The high viability of hMSCs grown on the 3DP-CaPG matrices further confirm the compatibility of CaPG. Optical micrographs demonstrate that the matrix struts appeared to be undergoing degradation concomitant with the presence of cells (Fig. 3H). Not only is this finding consistent with the design criteria of a matrix for regenerative engineering, but also the presence of exfoliated CaPG material likely provides additional biomechanical osteoconductive cues as well as enhanced release of Ca2+ and PO43− osteoinductive inducerons. In agreement with our previous findings24, cellular exposure to CaPG was sufficient to induce osteogenic differentiation. In addition to induceron release, the local stiffness of the micron-sized flakes73 may enhance osteogenic differentiation74. ALP expression was similar between cells maintained in growth media designed to preserve the potency of hMSCs and cells maintained in osteogenic media formulated to achieve osteogenic differentiation. After 10 days of culture on the matrices, hMSCs cultured in osteogenic media showed 565% stronger ARS labeling than hMSCs cultured in growth media. This significant increase is likely due to osteogenic media driving hMSCs towards an osteoblast phenotype faster than those cells without the additional chemical cues. Additionally, the images of the ARS staining suggest that ARS is labeling calcium deposits produced by the cells and not the matrices. This conclusion is supported by the differences in intensity between the two media types and the fact that the most observable labeling is from spaces proximal to, but not coincident with, the matrix struts.

The mechanical properties of the 3DP-CaPG matrices after 10 days of hMSC culture were similar between types of media (Fig. 3I,J). The storage modulus (E') of the matrices with hMSCs was similar (96 ± 7%) to that of the pristine matrix; however, the loss modulus (E'') was lower (51 ± 7%) than that of the pristine matrix. The loss modulus may be decreased due to loss of flexibility as calcium and phosphate ions are released from the polymeric linkers. The cellular biomechanics of adhered cells could also contribute to this change. Overall, the mechanical properties of the matrices remained robust throughout cell culture, even with the observed degradation.

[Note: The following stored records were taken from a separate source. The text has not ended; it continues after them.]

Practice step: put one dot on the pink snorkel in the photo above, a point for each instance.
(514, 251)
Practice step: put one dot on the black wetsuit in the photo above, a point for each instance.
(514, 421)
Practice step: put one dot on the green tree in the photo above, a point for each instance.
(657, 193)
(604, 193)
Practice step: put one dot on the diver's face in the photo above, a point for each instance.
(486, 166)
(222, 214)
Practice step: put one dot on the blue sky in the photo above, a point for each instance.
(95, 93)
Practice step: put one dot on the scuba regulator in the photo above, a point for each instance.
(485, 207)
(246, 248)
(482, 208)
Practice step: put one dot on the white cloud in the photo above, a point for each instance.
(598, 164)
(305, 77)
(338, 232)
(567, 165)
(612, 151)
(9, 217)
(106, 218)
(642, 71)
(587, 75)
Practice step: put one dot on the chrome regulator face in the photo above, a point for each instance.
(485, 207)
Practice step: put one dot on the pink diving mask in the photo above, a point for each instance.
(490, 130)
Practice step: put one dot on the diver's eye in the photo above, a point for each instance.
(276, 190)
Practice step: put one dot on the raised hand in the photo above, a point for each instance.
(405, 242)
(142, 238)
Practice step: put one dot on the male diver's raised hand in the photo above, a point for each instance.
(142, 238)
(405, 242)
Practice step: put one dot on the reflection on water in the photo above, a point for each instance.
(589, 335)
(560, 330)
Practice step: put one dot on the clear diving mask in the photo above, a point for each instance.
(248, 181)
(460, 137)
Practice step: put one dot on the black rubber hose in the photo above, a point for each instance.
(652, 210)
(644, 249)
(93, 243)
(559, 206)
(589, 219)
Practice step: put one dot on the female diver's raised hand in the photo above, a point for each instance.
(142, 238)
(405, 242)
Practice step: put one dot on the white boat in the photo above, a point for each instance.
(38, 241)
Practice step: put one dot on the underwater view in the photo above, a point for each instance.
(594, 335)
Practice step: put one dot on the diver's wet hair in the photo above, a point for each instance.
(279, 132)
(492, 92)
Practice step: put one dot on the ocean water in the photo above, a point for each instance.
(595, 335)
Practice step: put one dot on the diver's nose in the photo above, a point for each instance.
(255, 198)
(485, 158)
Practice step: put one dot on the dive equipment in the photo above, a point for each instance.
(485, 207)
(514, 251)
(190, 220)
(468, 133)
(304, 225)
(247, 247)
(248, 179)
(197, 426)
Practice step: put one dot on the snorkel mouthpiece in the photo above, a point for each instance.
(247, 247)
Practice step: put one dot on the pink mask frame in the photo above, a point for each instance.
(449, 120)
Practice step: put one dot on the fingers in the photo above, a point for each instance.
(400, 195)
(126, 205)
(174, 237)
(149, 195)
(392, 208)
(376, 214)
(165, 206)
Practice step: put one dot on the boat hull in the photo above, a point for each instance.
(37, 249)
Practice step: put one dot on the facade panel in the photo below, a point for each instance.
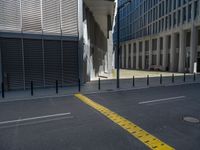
(12, 63)
(10, 15)
(31, 16)
(52, 62)
(51, 16)
(69, 10)
(70, 63)
(33, 59)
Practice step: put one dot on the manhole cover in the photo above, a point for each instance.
(191, 119)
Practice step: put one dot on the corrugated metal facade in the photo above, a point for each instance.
(47, 49)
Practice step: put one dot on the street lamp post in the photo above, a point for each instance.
(118, 40)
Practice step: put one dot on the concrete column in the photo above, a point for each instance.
(122, 47)
(182, 52)
(150, 53)
(193, 48)
(137, 55)
(165, 50)
(143, 54)
(132, 48)
(172, 52)
(127, 54)
(158, 52)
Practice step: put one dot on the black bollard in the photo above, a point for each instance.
(79, 85)
(172, 78)
(160, 78)
(99, 86)
(56, 86)
(31, 88)
(184, 77)
(194, 77)
(2, 90)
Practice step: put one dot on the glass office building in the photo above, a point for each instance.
(160, 35)
(44, 41)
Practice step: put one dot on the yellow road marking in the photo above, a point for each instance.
(149, 140)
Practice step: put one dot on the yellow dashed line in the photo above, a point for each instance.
(149, 140)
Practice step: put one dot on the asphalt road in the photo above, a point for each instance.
(66, 123)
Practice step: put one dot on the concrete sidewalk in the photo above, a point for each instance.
(105, 86)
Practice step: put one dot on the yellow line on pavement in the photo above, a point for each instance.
(149, 140)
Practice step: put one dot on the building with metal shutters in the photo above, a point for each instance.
(44, 41)
(160, 35)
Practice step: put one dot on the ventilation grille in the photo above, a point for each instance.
(12, 63)
(69, 17)
(52, 61)
(51, 16)
(10, 15)
(31, 15)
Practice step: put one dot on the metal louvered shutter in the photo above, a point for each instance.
(12, 63)
(51, 16)
(69, 15)
(52, 61)
(33, 59)
(10, 15)
(31, 15)
(70, 62)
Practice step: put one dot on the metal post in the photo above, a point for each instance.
(2, 90)
(31, 88)
(194, 77)
(56, 86)
(172, 78)
(184, 78)
(160, 78)
(133, 81)
(99, 87)
(118, 47)
(79, 85)
(147, 80)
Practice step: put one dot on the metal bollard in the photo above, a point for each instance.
(172, 78)
(56, 86)
(2, 90)
(79, 85)
(184, 78)
(31, 88)
(194, 77)
(160, 78)
(99, 84)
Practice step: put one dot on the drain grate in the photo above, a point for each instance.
(191, 119)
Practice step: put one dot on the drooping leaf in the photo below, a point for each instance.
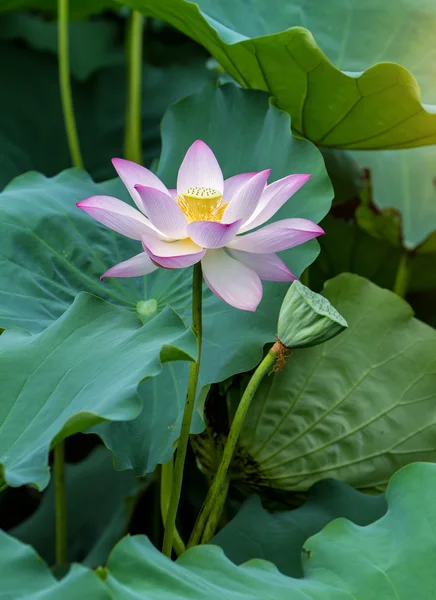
(82, 370)
(333, 91)
(24, 575)
(50, 250)
(356, 408)
(100, 505)
(390, 559)
(233, 340)
(279, 537)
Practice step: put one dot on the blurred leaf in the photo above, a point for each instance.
(24, 575)
(100, 505)
(79, 9)
(356, 408)
(345, 174)
(82, 370)
(403, 185)
(347, 103)
(346, 247)
(92, 44)
(279, 537)
(32, 135)
(389, 559)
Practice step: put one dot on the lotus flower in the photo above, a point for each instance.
(203, 220)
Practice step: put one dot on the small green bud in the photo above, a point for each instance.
(307, 319)
(146, 309)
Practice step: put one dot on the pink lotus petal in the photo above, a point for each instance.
(231, 281)
(210, 234)
(117, 215)
(277, 236)
(200, 168)
(138, 265)
(133, 174)
(232, 184)
(173, 255)
(273, 198)
(269, 267)
(245, 200)
(164, 213)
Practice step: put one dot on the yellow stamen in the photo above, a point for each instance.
(201, 204)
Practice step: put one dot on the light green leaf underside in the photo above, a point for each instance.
(356, 408)
(265, 47)
(232, 339)
(24, 575)
(50, 250)
(100, 505)
(390, 559)
(82, 370)
(279, 537)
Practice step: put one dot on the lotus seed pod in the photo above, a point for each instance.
(307, 319)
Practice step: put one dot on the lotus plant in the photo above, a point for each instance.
(206, 219)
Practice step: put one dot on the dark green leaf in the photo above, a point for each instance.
(100, 502)
(279, 537)
(346, 103)
(82, 370)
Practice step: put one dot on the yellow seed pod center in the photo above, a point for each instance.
(201, 204)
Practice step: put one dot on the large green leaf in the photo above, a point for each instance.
(50, 250)
(99, 105)
(96, 519)
(82, 370)
(25, 576)
(346, 247)
(233, 340)
(331, 103)
(279, 537)
(392, 558)
(356, 408)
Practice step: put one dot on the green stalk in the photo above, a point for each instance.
(216, 488)
(60, 504)
(176, 489)
(65, 85)
(403, 276)
(166, 484)
(216, 512)
(132, 140)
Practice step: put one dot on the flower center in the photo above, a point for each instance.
(201, 204)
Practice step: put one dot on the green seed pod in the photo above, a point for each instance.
(307, 319)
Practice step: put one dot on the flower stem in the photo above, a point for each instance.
(403, 276)
(60, 504)
(215, 513)
(65, 85)
(166, 484)
(132, 140)
(220, 477)
(197, 282)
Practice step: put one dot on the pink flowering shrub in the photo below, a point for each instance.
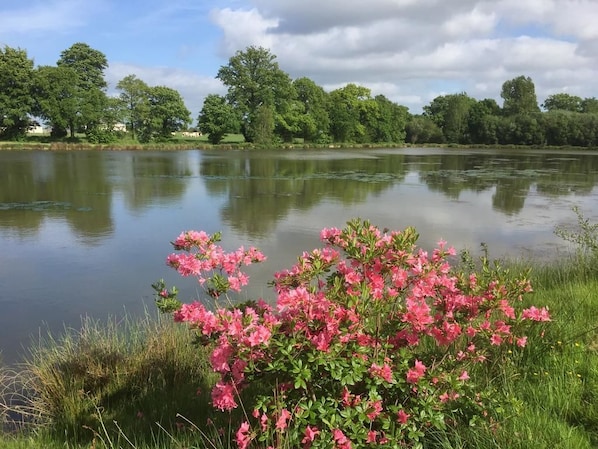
(370, 342)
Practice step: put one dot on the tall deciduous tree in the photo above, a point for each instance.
(315, 121)
(349, 107)
(255, 83)
(57, 98)
(16, 100)
(483, 121)
(589, 105)
(88, 65)
(562, 102)
(519, 95)
(451, 113)
(217, 118)
(167, 114)
(387, 123)
(134, 98)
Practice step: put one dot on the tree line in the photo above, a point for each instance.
(267, 107)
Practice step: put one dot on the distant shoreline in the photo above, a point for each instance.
(174, 146)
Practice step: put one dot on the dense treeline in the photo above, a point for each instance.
(265, 105)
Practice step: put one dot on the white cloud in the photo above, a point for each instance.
(58, 16)
(409, 50)
(192, 87)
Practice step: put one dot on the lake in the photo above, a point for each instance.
(87, 232)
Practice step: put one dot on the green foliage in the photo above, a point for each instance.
(101, 134)
(134, 102)
(255, 81)
(315, 121)
(584, 236)
(167, 114)
(519, 95)
(16, 99)
(217, 118)
(370, 340)
(349, 108)
(113, 379)
(89, 65)
(451, 113)
(563, 102)
(422, 129)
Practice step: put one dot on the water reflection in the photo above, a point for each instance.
(87, 232)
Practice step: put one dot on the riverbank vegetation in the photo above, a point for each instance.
(268, 108)
(143, 384)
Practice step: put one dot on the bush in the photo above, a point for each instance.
(371, 341)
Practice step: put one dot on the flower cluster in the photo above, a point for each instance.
(371, 340)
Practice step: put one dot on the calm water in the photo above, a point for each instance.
(86, 233)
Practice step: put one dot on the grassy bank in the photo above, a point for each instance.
(141, 384)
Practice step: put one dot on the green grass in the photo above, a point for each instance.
(135, 383)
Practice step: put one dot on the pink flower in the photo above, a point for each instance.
(374, 409)
(341, 440)
(221, 355)
(382, 372)
(415, 373)
(309, 436)
(371, 438)
(495, 339)
(281, 422)
(402, 417)
(223, 396)
(535, 314)
(242, 436)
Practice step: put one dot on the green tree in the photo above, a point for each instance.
(563, 102)
(263, 125)
(167, 114)
(589, 105)
(422, 129)
(217, 118)
(255, 81)
(89, 64)
(134, 98)
(387, 123)
(57, 98)
(519, 95)
(451, 114)
(315, 121)
(349, 108)
(16, 100)
(482, 122)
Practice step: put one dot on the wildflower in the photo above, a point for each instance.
(242, 436)
(341, 440)
(402, 416)
(535, 314)
(382, 372)
(309, 436)
(371, 438)
(415, 373)
(281, 422)
(374, 410)
(223, 396)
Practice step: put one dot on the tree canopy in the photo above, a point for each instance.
(16, 100)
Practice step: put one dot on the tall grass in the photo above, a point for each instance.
(113, 379)
(142, 384)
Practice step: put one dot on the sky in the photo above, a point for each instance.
(411, 51)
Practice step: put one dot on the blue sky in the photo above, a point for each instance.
(409, 50)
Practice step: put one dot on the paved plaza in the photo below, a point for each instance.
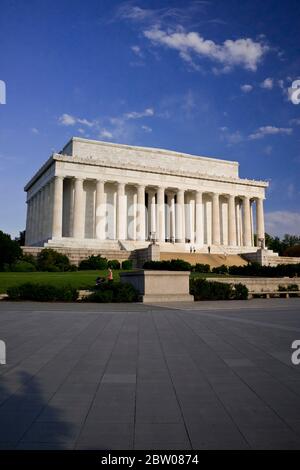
(207, 375)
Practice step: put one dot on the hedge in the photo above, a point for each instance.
(113, 292)
(202, 289)
(127, 264)
(52, 261)
(114, 264)
(93, 262)
(255, 269)
(201, 268)
(21, 266)
(42, 292)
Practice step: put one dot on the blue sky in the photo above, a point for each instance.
(204, 77)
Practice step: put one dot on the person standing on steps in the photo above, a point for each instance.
(110, 276)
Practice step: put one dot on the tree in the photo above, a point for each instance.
(10, 250)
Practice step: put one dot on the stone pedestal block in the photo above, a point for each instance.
(160, 286)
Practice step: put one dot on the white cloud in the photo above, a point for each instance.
(246, 88)
(295, 122)
(138, 115)
(85, 122)
(240, 52)
(137, 51)
(231, 138)
(67, 120)
(282, 222)
(268, 150)
(135, 13)
(270, 130)
(105, 134)
(267, 84)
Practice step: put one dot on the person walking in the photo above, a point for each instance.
(110, 276)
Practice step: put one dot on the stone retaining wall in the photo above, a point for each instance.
(260, 284)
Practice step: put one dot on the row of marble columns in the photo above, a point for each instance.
(45, 214)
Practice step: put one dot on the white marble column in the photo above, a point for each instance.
(46, 211)
(199, 218)
(231, 221)
(33, 220)
(161, 214)
(172, 226)
(57, 207)
(79, 210)
(246, 221)
(43, 213)
(28, 223)
(260, 222)
(121, 212)
(216, 238)
(180, 217)
(39, 217)
(100, 211)
(152, 213)
(141, 208)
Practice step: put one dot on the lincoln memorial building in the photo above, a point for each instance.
(97, 194)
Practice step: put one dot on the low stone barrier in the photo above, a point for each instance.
(260, 284)
(160, 286)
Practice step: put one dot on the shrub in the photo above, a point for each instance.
(42, 292)
(255, 269)
(127, 264)
(202, 289)
(293, 287)
(292, 251)
(21, 266)
(241, 292)
(93, 262)
(220, 269)
(29, 259)
(113, 292)
(173, 265)
(51, 260)
(10, 250)
(113, 264)
(201, 268)
(282, 288)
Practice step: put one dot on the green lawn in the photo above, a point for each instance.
(78, 279)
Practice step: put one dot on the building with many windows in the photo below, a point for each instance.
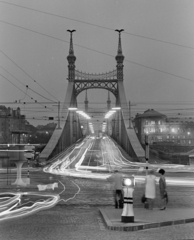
(12, 126)
(160, 129)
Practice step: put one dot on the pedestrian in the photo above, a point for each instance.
(162, 188)
(150, 188)
(117, 178)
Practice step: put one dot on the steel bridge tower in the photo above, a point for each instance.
(122, 130)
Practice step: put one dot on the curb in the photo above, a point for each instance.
(108, 223)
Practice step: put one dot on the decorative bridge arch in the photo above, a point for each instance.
(84, 81)
(122, 130)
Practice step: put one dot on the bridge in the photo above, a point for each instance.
(119, 128)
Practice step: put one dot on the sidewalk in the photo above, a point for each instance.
(146, 219)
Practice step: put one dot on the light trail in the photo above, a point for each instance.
(12, 208)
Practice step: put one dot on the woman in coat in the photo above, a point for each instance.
(162, 188)
(150, 188)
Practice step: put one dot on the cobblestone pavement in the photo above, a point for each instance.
(78, 217)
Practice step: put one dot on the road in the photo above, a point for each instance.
(81, 175)
(96, 158)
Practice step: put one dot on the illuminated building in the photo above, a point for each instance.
(12, 126)
(161, 129)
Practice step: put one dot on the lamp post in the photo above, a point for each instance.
(146, 152)
(58, 105)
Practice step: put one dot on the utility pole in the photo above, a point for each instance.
(58, 105)
(59, 115)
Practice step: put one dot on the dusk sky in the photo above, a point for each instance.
(158, 45)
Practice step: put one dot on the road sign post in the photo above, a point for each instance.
(128, 188)
(29, 154)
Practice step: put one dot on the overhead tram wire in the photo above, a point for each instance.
(90, 49)
(22, 91)
(28, 75)
(96, 25)
(26, 85)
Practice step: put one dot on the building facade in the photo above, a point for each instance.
(12, 126)
(160, 129)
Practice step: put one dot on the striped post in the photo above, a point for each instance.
(147, 152)
(128, 213)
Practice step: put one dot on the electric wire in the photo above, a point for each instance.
(26, 85)
(106, 54)
(21, 90)
(27, 74)
(96, 25)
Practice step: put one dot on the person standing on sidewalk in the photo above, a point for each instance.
(117, 178)
(162, 188)
(150, 188)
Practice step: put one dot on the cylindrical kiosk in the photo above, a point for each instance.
(128, 188)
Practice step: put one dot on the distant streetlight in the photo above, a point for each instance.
(72, 109)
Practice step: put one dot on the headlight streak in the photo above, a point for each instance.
(137, 164)
(74, 194)
(13, 209)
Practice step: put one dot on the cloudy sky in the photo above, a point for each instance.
(158, 45)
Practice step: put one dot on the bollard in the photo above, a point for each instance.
(128, 188)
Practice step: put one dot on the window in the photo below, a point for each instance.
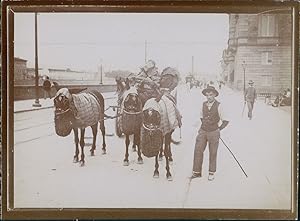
(266, 80)
(267, 26)
(266, 57)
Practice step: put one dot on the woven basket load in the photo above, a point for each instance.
(151, 142)
(86, 109)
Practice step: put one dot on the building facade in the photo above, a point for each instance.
(259, 49)
(20, 69)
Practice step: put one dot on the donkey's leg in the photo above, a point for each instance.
(156, 173)
(94, 130)
(169, 176)
(127, 141)
(137, 141)
(82, 131)
(102, 128)
(134, 143)
(161, 152)
(168, 141)
(76, 139)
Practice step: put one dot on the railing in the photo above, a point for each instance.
(28, 91)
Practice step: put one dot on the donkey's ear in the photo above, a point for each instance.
(76, 90)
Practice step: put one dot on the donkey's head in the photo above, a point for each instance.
(132, 102)
(151, 118)
(151, 114)
(63, 115)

In vivo osteogenic differentiation

While in vitro data is necessary, it is not always predictive of the in vivo biological response. Thus, we selected a mouse critical-sized calvarial defect model to evaluate the osteogenic efficacy of the 3DP-CaPG matrices in an orthotopic bone site. We designed the experiment to include three groups: 3D printed graphene (3DP-G), 3DP-CaPG, and demineralized bone matrix (DBM), each tested with and without exogenous bone marrow stromal cells (BMSCs). We selected 3DP-G and DBM as control materials. In 3DP-G, the graphenic component is unfunctionalized graphene, allowing us to elucidate the role of graphene independently from inducerons. DBM is the retained organic matrix of allograft bone after the inorganic component is removed and is osteoconductive and has osteoinductive potential75. DBM source, processing steps, and carrier vary vastly affecting osteoinductive properties, and for spinal fusion surgery alone there are over 50 commercially available DBM-based products75. We chose OsteoWrap demineralized cortical plate membrane as a control because it matched the defect site tissue type and is widely studied in the repair of critical-sized calvarial defects, especially when combined with stem cells76,77. Thus, it served as a compatibility control and baseline against which 3DP-CaPG osteoinductive performance could be measured.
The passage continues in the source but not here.